Une prise de conscience, conforme à la réalité surtout quand il s’agit de petites ou de moyennes localités, mais qui entre en collision directe avec les nouvelles habitudes de consommation. Certes, le Français apprécie les commerces proches de chez lui, les rues marchandes et animées au cœur de sa commune mais n’en continue pas moins à se précipiter dans les grandes surfaces en périphérie des agglomérations ou à commander sur internet. Or, qu’est-ce qu’un centre-ville si ce ne sont ses commerçants et ses services de proximité ? Bien peu de choses en vérité. Et ce n’est pas là le moindre des paradoxes de notre pays.

 

Un paradoxe français.

Nonobstant cela, les contribuables, dans leur très grande majorité pour ne pas dire la totalité, estiment que les municipalités devraient investir massivement pour soutenir l’activité des centres-ville.
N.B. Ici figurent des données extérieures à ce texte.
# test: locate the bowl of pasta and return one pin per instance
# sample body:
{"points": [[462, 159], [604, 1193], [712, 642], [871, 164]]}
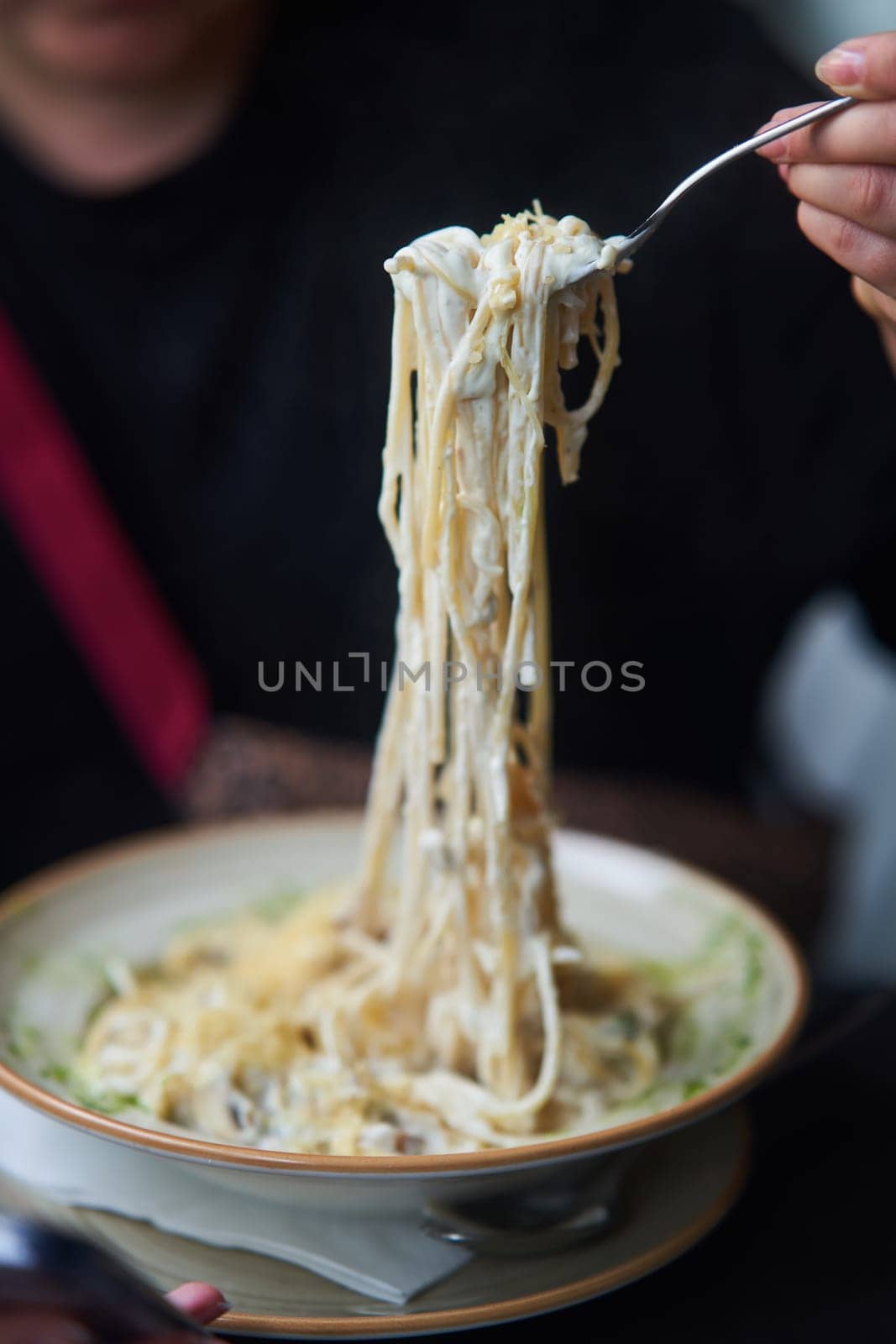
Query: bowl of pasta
{"points": [[197, 996], [441, 1001]]}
Et proposent, quand on leur demande :

- d’augmenter la piétonisation des rues (mais souhaitent néanmoins se stationner juste devant la vitrine) ;

- de favoriser les commerces alimentaires (même si l’alimentation ne compte plus que pour 20% du budget des ménages et que les produits industriels gagnent des parts de marché) ;

- de multiplier les transports en commun (alors que la voiture demeure reine en ville même si la part des métros, bus et autres tramways, augmente dans les grandes agglomérations ces dernières années).

 

Une revitalisation nécessaire.

Quoi qu’il en soit, il appert dans ce baromètre que la préoccupation du sort des centres-ville concerne essentiellement les habitants des villes de plus de 50 000 habitants à l’inverse des plus petites communes. Et que ce sont plutôt les personnes âgées qui apprécient les commerces de proximité tandis que les plus jeunes souhaiteraient davantage d’espaces connectés (équipés en wifi). Deux mondes cohabitent avec une même volonté : la revitalisation des centres urbains et de leurs commerces.